A vulnerabilidade surge porque a função "__ptrace_may_access()" ignora a verificação de acesso ao arquivo se o campo task->mm for definido como NULL após exit_mm(), mas antes da chamada de exit_files(). Atualmente, a chamada de sistema pidfd_getfd pressupõe que o ID de usuário (uid) do processo que a invoca corresponda ao ID de usuário autorizado a acessar o arquivo. Vale ressaltar que esse problema já havia sido abordado em 2020, mas permanece sem solução.

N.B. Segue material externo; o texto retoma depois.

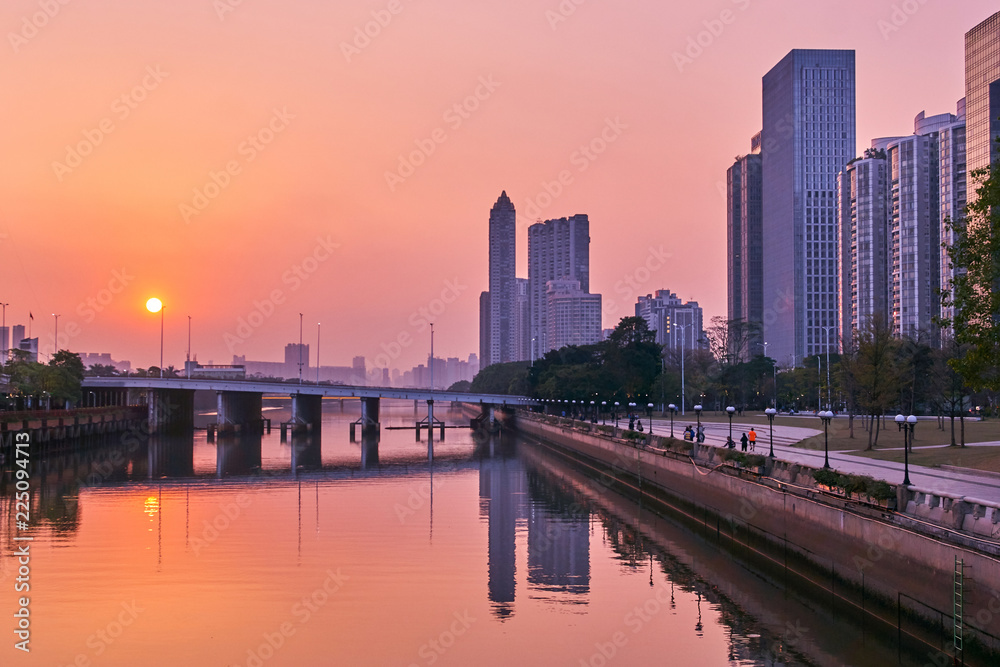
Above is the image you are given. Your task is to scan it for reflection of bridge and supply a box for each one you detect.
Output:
[83,377,536,432]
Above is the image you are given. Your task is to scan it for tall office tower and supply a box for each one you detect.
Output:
[965,12,1000,200]
[528,215,590,359]
[545,280,601,350]
[726,133,764,357]
[514,278,531,361]
[487,190,518,365]
[837,146,889,348]
[479,292,490,368]
[635,290,708,350]
[761,49,855,365]
[938,98,967,339]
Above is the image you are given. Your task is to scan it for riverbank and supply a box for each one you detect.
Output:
[516,413,1000,664]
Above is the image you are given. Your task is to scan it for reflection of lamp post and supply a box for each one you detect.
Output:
[896,415,917,486]
[146,296,163,378]
[819,410,836,469]
[764,408,778,459]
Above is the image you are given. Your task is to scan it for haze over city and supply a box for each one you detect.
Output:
[0,0,995,368]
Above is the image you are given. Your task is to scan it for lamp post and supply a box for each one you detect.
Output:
[823,326,837,408]
[819,410,833,470]
[896,415,917,486]
[146,296,164,378]
[674,324,691,417]
[52,313,59,360]
[764,408,778,459]
[0,303,7,364]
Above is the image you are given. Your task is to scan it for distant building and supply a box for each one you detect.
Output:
[514,278,531,361]
[80,352,132,373]
[635,290,708,351]
[480,191,518,366]
[17,337,38,362]
[965,12,1000,200]
[726,133,764,356]
[528,215,600,359]
[545,280,601,350]
[761,49,856,365]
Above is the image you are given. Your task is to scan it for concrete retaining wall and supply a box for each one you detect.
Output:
[517,413,1000,637]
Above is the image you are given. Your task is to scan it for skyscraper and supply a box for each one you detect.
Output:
[528,215,590,359]
[480,190,518,367]
[761,49,855,364]
[726,133,764,357]
[965,12,1000,199]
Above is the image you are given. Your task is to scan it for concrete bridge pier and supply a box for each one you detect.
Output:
[292,431,323,472]
[291,394,323,433]
[147,389,194,433]
[216,391,263,435]
[361,433,379,470]
[361,398,382,439]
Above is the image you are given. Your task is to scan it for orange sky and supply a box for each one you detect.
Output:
[0,0,996,369]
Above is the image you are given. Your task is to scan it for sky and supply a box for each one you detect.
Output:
[0,0,997,370]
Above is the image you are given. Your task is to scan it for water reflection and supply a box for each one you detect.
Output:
[0,404,984,665]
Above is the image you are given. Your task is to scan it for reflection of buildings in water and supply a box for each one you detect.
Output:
[479,446,527,618]
[528,475,590,603]
[479,444,590,618]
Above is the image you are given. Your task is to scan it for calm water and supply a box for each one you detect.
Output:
[0,403,940,667]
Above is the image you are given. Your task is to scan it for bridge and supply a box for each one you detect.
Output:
[83,377,539,437]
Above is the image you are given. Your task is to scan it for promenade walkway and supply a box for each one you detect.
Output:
[640,418,1000,502]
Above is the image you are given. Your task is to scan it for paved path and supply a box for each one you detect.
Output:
[640,418,1000,502]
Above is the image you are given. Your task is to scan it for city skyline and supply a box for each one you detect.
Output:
[0,0,994,368]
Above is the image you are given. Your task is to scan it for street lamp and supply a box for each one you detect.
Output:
[819,410,836,470]
[146,296,163,378]
[896,415,917,486]
[764,408,778,459]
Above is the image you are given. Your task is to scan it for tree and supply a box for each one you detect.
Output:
[941,161,1000,392]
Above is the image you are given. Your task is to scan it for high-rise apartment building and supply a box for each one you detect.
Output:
[838,101,965,345]
[726,133,764,356]
[481,190,519,366]
[761,49,856,365]
[965,12,1000,199]
[635,290,708,351]
[545,280,601,350]
[528,215,590,359]
[514,278,531,361]
[837,146,889,348]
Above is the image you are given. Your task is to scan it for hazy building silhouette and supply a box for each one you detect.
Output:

Na vulnerabilidade que permite obter o conteúdo de /etc/shadow, o ataque consiste em executar repetidamente o aplicativo /usr/bin/chage via fork+execl com a flag suid root, que lê o conteúdo de /etc/shadow. Após a criação do processo filho, a chamada de sistema pidfd_open é executada, e um loop pelos descritores pidfd disponíveis é realizado através da chamada de sistema pidfd_getfd e sua verificação via /proc/self/fd. Na vulnerabilidade sshkeysign_pwn, manipulações semelhantes são realizadas com o programa ssh-keysign com privilégios de root (suid root).

A vulnerabilidade ainda não recebeu um identificador CVE e não foram publicadas atualizações para o kernel e pacotes nas distribuições. Ela permanece sem correção nos kernels 7.0.7, 6.18.30 e 6.12.88, lançados há algumas horas. No momento da redação deste texto, apenas o patch pode ser utilizado. Possíveis soluções alternativas estão sendo discutidas, como definir `sysctl kernel.yama.ptrace_scope=3` ou remover a flag `suid root` dos executáveis ​​no sistema (pelo menos dos utilitários `ssh-keysign` e `chage` usados ​​nos exploits).

Atualização: A vulnerabilidade recebeu o identificador CVE-2026-46333. Atualizações do kernel foram geradas. Linux As versões 7.0.8, 6.18.31, 6.12.89, 6.6.139, 6.1.173, 5.15.207 e 5.10.256 contêm correções de vulnerabilidades. O status das correções de vulnerabilidades para essas distribuições pode ser verificado nestas páginas: Debian, Ubuntu, SUSE/openSUSE, RHEL, Gentoo, Arch, Fedora.